Additional Resources
Empirical Reasoning Center
If you feel like you need guidance with R outside of Recitation & office hours you can meet with fellows at Barnard’s Empirical Reasoning Center. Many of the fellows specialize in R and have walk-in hours. https://erc.barnard.edu/
Academic Accommodations and general wellness
It is always important to recognize the different pressures, burdens, and stressors you may be facing, whether personal, emotional, physical, financial, mental, or academic. The current circumstances may well add to these challenges for many people in many ways. The college recognizes this, and is prepared to provide assistance to students in need.
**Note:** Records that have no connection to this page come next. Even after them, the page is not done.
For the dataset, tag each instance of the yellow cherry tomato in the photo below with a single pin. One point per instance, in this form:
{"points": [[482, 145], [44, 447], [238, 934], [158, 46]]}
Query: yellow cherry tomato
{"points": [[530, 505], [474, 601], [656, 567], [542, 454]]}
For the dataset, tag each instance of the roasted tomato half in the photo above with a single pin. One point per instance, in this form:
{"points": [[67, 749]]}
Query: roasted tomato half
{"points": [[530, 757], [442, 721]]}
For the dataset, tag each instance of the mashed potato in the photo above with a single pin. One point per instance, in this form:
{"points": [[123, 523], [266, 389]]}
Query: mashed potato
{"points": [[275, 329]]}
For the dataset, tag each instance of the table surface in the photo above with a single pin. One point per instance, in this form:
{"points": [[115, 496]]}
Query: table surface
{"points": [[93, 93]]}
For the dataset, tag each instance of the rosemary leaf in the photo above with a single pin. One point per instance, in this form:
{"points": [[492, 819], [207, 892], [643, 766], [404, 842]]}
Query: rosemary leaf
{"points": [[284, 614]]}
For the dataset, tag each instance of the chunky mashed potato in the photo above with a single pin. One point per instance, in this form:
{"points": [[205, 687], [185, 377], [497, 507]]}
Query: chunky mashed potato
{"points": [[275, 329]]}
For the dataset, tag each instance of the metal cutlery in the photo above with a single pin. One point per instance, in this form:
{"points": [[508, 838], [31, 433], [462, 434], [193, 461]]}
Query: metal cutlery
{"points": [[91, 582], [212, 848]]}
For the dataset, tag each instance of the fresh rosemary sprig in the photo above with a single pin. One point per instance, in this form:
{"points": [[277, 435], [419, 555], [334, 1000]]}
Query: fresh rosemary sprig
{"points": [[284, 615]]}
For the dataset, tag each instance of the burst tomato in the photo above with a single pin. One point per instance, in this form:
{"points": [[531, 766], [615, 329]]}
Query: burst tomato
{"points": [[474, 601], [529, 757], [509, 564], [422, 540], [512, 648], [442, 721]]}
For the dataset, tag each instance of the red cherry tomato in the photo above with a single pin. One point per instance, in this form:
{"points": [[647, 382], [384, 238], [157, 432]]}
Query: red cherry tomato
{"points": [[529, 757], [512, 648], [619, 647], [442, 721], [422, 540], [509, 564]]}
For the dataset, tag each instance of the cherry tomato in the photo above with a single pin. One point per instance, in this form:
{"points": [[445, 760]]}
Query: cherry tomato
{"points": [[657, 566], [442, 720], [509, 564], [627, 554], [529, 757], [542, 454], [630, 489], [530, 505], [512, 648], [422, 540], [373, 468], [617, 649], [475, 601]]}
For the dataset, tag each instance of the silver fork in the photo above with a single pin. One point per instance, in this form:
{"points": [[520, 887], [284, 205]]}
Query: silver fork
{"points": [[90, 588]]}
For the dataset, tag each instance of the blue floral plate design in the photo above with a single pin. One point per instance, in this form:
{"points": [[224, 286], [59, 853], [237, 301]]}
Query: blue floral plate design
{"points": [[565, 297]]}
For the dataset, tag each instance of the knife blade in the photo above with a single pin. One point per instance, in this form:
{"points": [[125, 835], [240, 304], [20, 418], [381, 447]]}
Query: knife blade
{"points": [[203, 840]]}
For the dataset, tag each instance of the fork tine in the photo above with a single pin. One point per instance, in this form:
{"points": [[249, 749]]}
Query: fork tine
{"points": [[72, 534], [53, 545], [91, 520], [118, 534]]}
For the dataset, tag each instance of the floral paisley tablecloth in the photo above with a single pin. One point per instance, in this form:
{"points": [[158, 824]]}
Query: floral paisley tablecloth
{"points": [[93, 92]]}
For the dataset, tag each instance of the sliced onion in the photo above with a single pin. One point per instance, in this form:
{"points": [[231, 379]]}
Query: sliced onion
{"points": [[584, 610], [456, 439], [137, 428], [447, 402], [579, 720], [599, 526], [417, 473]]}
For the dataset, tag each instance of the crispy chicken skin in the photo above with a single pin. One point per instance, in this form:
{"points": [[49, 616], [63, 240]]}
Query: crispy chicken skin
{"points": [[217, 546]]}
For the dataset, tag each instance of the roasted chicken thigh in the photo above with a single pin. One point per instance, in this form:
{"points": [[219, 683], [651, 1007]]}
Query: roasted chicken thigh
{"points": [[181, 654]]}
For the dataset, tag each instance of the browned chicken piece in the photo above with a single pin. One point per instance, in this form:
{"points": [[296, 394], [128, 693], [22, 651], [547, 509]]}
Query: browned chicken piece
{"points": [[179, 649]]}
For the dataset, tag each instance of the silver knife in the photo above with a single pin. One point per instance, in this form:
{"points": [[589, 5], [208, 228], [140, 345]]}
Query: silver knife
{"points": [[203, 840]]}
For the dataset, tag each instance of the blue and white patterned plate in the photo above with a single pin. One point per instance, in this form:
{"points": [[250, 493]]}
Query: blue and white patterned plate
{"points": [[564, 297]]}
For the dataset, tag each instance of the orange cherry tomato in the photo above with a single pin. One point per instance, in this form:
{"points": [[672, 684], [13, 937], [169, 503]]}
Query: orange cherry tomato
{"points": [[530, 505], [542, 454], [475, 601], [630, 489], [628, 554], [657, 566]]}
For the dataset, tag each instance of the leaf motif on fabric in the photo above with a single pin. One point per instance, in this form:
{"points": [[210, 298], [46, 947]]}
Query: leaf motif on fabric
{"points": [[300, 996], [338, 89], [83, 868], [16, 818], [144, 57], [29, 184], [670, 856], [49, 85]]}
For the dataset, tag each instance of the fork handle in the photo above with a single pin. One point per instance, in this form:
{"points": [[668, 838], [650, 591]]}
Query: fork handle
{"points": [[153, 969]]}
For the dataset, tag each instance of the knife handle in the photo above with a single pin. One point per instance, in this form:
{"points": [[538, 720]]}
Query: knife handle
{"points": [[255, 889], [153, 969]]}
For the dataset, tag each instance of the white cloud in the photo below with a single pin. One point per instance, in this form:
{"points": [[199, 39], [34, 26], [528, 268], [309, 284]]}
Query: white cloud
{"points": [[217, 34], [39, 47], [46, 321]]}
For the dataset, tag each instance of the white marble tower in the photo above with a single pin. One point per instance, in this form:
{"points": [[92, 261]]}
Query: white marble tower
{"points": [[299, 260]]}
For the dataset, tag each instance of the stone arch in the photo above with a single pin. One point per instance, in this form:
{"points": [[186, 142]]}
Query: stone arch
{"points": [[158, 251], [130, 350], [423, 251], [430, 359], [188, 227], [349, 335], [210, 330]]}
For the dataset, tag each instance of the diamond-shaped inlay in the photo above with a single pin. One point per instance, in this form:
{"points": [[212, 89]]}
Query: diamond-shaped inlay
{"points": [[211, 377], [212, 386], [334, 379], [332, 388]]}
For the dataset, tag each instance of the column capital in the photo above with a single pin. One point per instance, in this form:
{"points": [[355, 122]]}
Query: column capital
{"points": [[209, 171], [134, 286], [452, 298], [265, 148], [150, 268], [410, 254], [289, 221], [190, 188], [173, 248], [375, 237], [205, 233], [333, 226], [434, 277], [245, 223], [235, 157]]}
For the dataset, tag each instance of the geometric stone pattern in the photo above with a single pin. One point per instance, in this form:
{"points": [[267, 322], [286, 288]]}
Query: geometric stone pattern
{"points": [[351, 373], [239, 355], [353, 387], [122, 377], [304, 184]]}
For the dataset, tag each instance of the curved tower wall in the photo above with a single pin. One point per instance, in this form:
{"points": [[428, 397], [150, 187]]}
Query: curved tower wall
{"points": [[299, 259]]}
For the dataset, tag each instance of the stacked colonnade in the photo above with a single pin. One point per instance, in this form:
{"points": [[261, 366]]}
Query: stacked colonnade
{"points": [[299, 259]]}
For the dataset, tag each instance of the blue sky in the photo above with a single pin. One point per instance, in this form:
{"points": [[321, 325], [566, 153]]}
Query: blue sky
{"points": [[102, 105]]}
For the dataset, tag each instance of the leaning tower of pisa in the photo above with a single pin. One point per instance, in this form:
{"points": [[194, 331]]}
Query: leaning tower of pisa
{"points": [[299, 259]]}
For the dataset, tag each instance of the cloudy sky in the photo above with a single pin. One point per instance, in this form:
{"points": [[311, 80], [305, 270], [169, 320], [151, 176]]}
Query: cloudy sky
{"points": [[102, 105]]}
Many of the available services and sources of help are being reshaped in response to the changing circumstances. Rather than include boilerplate text here or link to sources of information which may become outdated, I encourage you to seek advice from your advisor, Dean, or the Center for Accessibility Resources & Disability Services (CARDS), and to let me know of any issues you wish to share with me that you feel are impacting your ability to complete the course to the best of your ability.